Carlota em Weimar é também uma delicada meditação sobre o destino do artista, tema que preocupará Mann até o fim de sua vida. Já velha, Carlota medita sobre as seqüelas que a arte (no caso o Werther, de Goethe) nela produziu; inspirando-se nela para compor sua personagem, Goethe a imortalizou mas, de certa forma, também a matou, já que existe um abismo entre ambas. Interessante pensar em Weimar, uma vez que Mann, antes defensor da mística alemã, agora se converte ao humanismo e ao espírito libertário que caracterizaram a República de Weimar - que dominou importante período da história alemã. Mann começou a escrever Carlota em Weimar em seu exílio suíço, e concluiu-o quando já estava nos Estados Unidos, como professor em Princeton, já envolvido também, e furiosamente, com a propaganda anti-nazista. Mann já era, nesse momento, um escritor totalmente ciente de seu papel na vida pública. Desde 22, em célebre discurso, já tomara posição pela República de Weimar, preocupações que sintetizaria, dois anos depois, em seu famoso romance A Montanha Mágica.
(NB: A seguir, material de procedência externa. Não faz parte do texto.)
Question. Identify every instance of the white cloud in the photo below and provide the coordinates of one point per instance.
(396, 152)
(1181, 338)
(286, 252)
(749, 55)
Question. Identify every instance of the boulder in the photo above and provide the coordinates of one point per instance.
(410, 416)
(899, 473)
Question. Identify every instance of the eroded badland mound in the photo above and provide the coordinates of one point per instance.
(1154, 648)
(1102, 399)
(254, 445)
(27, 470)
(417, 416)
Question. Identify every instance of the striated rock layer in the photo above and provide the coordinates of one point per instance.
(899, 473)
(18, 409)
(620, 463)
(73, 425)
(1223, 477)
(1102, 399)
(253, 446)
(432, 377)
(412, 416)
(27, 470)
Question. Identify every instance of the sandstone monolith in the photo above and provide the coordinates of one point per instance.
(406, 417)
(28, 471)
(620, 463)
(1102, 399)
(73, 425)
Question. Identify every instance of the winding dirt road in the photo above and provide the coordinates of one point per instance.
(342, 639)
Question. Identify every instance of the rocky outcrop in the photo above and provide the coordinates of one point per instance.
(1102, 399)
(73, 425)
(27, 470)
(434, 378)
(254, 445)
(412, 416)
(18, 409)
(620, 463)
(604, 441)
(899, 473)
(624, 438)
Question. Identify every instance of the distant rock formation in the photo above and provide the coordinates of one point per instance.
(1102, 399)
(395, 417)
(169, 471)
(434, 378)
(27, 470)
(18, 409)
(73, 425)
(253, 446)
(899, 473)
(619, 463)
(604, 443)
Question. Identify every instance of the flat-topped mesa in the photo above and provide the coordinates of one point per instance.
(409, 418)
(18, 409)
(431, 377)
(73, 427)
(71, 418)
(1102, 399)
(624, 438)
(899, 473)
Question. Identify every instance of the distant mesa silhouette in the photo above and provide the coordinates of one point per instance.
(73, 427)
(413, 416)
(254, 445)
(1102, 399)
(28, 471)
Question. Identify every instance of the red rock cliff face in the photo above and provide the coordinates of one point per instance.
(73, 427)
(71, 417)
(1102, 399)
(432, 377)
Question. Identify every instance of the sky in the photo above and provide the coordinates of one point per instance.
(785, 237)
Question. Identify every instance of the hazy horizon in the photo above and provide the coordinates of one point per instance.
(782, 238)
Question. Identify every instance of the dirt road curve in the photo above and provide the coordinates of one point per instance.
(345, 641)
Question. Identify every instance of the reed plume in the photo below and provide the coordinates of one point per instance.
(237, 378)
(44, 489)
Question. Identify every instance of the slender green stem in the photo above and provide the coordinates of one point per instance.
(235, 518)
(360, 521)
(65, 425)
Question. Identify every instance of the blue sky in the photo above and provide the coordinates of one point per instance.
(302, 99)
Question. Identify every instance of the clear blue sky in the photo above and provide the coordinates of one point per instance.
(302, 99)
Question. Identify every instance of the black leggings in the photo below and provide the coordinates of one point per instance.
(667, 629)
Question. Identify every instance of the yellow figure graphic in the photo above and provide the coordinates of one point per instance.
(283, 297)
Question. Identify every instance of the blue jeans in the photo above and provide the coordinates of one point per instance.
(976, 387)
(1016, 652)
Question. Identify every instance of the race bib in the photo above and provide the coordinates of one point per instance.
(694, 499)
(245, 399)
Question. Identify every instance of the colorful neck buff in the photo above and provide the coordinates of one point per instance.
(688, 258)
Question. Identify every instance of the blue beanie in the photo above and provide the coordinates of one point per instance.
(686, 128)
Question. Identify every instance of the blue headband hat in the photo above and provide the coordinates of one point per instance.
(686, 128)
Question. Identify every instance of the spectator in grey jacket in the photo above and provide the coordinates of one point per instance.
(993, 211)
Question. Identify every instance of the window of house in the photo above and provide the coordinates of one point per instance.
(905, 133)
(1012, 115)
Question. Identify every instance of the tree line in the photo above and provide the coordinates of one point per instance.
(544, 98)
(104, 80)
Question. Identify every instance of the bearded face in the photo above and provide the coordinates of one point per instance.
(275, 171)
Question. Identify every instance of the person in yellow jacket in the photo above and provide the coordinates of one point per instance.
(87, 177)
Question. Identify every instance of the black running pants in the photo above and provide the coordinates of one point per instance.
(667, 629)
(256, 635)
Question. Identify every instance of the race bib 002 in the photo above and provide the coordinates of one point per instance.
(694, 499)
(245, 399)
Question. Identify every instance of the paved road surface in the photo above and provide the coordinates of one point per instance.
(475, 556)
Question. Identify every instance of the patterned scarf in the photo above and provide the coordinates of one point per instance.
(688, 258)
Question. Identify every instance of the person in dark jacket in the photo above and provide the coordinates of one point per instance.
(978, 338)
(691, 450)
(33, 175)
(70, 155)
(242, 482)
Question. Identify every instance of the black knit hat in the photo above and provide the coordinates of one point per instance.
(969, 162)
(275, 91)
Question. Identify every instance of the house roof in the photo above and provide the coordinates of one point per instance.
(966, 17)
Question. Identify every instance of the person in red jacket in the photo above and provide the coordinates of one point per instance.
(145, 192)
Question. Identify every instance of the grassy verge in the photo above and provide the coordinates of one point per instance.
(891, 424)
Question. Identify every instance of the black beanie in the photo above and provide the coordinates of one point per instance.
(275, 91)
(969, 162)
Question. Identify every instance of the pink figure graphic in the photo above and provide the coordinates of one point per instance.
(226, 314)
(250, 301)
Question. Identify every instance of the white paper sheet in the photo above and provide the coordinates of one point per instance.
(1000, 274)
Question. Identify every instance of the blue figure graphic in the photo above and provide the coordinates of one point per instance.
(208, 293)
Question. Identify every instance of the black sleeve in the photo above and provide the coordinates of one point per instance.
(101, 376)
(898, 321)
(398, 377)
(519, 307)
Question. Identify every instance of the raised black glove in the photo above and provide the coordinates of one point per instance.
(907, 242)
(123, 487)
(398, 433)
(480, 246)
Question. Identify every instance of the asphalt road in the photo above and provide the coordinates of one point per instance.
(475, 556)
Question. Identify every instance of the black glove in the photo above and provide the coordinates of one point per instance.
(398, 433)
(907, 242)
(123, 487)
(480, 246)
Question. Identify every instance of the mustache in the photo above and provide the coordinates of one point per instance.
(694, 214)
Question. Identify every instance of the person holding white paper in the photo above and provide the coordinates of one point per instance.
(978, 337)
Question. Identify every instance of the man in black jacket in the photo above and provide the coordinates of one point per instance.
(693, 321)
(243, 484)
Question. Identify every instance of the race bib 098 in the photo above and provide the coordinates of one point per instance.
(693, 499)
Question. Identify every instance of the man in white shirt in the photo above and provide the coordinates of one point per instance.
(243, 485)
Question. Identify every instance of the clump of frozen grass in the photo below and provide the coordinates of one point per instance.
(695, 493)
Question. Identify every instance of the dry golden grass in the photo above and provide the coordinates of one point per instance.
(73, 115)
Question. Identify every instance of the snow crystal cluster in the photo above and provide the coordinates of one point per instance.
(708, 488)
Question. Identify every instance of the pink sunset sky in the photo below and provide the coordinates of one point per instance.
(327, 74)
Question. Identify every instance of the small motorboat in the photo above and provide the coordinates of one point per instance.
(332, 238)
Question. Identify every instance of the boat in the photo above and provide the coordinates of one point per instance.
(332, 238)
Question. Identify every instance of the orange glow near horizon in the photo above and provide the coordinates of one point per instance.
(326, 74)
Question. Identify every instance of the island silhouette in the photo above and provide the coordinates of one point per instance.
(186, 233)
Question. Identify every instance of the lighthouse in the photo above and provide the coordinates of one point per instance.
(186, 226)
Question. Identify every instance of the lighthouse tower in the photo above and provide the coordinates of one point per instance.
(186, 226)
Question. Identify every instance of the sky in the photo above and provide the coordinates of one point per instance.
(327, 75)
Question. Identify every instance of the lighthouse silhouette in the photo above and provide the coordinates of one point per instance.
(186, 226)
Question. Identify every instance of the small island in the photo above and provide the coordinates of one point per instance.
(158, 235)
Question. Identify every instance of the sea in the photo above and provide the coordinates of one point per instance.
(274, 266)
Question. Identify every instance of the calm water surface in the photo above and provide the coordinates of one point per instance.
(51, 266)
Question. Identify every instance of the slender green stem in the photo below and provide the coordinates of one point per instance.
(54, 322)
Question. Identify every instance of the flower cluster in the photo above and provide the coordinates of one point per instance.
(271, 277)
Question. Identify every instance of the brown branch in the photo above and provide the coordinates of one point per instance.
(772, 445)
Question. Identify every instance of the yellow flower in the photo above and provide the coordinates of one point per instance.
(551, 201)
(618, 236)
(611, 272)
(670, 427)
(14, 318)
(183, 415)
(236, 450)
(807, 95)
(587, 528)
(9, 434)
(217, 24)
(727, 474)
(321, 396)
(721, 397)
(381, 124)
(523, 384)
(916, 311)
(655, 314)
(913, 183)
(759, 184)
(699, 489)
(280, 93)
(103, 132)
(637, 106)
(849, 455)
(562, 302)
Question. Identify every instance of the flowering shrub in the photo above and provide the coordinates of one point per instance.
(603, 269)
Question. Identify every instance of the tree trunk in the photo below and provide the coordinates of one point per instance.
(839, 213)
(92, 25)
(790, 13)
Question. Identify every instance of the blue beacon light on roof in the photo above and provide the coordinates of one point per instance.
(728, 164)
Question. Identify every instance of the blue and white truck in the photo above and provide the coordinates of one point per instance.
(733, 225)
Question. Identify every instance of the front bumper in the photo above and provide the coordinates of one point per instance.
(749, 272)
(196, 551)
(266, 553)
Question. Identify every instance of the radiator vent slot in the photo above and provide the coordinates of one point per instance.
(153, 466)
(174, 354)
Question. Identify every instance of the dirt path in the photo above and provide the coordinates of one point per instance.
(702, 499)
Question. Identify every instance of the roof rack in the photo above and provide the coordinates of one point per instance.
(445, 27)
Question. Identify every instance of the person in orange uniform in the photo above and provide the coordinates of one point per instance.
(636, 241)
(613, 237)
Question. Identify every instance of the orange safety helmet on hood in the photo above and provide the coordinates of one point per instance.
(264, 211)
As idéias de Mann sobre a arte estão contidas, sobretudo, no capítulo 7, com o magnífico monólogo do velho Goethe, ainda deitado em seu leito, logo depois de acordar de uma noite cheia de provações físicas. Goethe - que está enterrado em Weimar - é o herói oculto de Carlota em Weimar. "Esta é a colcha de seda de minha cama em Weimar", Goethe começa seu monólogo, "a tapeçaria da parede de minha casa, o puxador da campainha..." Vai apalpando o real que o cerca, e que parece tão sobrecarregado de mistérios, e com ele repuxa a memória e assim, nesse estado fronteiriço do sonho com o real, inicia uma inesquecível reflexão sobre as ambigüidades que cercam a condição do artista; tema que levaria ao extremo no Fausto. "O homem não pode permanecer consciente por muito tempo; às vezes tem de se refugiar na inconsciência, pois nela vive sua raiz", medita. Massacrado pelos tormentos da velhice, o poeta reflete que, uma vez transformado em ruína, ao homem cabe fazer dela uma coisa "grande e maravilhosa", que deve ser saudada, e não recusada. "O pardal escreveu Werther com uma leveza ridícula, mas já era alguma coisa, para a idade", Mann reflete, pela boca de Goethe, sobre o grande livro. "Mas viver e envelhecer! Isso é que é".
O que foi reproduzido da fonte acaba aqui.